I am trying to do robust multiple regression for a dataset where a few outliers don't allow me to see the underlying patterns through the usual linear models.
I am using the function lmrob
in the package robustbase
, and I was surprised by the number of significant relationships that I found.

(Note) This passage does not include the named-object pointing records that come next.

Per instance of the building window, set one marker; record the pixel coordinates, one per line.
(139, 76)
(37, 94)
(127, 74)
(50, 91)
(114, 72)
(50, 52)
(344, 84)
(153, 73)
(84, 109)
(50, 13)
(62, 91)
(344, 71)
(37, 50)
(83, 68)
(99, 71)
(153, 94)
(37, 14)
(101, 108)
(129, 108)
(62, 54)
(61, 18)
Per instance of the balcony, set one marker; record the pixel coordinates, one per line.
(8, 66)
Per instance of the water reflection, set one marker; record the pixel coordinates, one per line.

I decided to try the method with random data, this is the code:
library(robustbase)
set.seed(4)
ax<-data.frame(a1=rnorm(20,3),
a2=rnorm(20,5),
a3=rnorm(20,4),
a4=rnorm(20,6),
a5=rnorm(20,2))
axm<-lmrob(a1~a2*a3*a4*a5,data=ax)
summary(axm)
And the output:
Call:
lmrob(formula = a1 ~ a2 * a3 * a4 * a5, data = ax)
\--> method = "MM"
Residuals:
1 2 3 4 5 6 7 8 9 10 11 12 13
-34.740270 -0.049493 -0.044379 0.002770 0.219825 0.041285 0.156152 -0.072825 0.034824 -0.014757 -0.088263 -0.185045 -0.079679
14 15 16 17 18 19 20
-0.045121 -0.007576 0.008813 0.010451 0.015716 0.060781 0.040187
Coefficients:
Estimate Std. Error t value Pr(>|t|)
(Intercept) -1160.5907 94.0095 -12.35 0.000247 ***
a2 205.6910 15.8689 12.96 0.000204 ***
a3 327.9787 24.2161 13.54 0.000172 ***
a4 193.2384 15.7300 12.29 0.000252 ***
a5 734.2203 49.8960 14.71 0.000124 ***
a2:a3 -57.6229 4.0533 -14.22 0.000142 ***
a2:a4 -33.5644 2.6130 -12.85 0.000212 ***
a3:a4 -54.1622 4.0438 -13.39 0.000180 ***
a2:a5 -138.8395 9.2697 -14.98 0.000116 ***
a3:a5 -198.4961 12.3168 -16.12 8.67e-05 ***
a4:a5 -123.0895 8.2792 -14.87 0.000119 ***
a2:a3:a4 9.3344 0.6659 14.02 0.000150 ***
a2:a3:a5 37.1371 2.2502 16.50 7.89e-05 ***
a2:a4:a5 23.0014 1.5152 15.18 0.000110 ***
a3:a4:a5 32.9766 2.0388 16.18 8.55e-05 ***
a2:a3:a4:a5 -6.0817 0.3660 -16.62 7.68e-05 ***
---
Signif. codes: 0 ‘***’ 0.001 ‘**’ 0.01 ‘*’ 0.05 ‘.’ 0.1 ‘ ’ 1
Robust residual standard error: 0.4039
Multiple R-squared: 0.9861, Adjusted R-squared: 0.934
Convergence in 5 IRWLS iterations
Robustness weights:
observation 1 is an outlier with |weight| = 0 ( < 0.005);
9 weights are ~= 1. The remaining 10 ones are
2 3 5 7 8 11 12 13 14 19
0.9986 0.9989 0.9732 0.9864 0.9970 0.9957 0.9810 0.9965 0.9989 0.9979
Algorithmic parameters:
tuning.chi bb tuning.psi refine.tol rel.tol scale.tol solve.tol eps.outlier
1.548e+00 5.000e-01 4.685e+00 1.000e-07 1.000e-07 1.000e-10 1.000e-07 5.000e-03
eps.x warn.limit.reject warn.limit.meanrw
1.150e-09 5.000e-01 5.000e-01
nResample max.it best.r.s k.fast.s k.max maxit.scale trace.lev mts compute.rd
500 50 2 1 200 200 0 1000 0
fast.s.large.n
2000
psi subsampling cov compute.outlier.stats
"bisquare" "nonsingular" ".vcov.avar1" "SM"
seed : int(0)
According to this, I understand that the other random variables are related to the first one, and have high predictive power over it, which makes no sense.
What is happening here? I am doing the regression wrong?
Edit: I put a seed for which the p values are extremely low for replicability.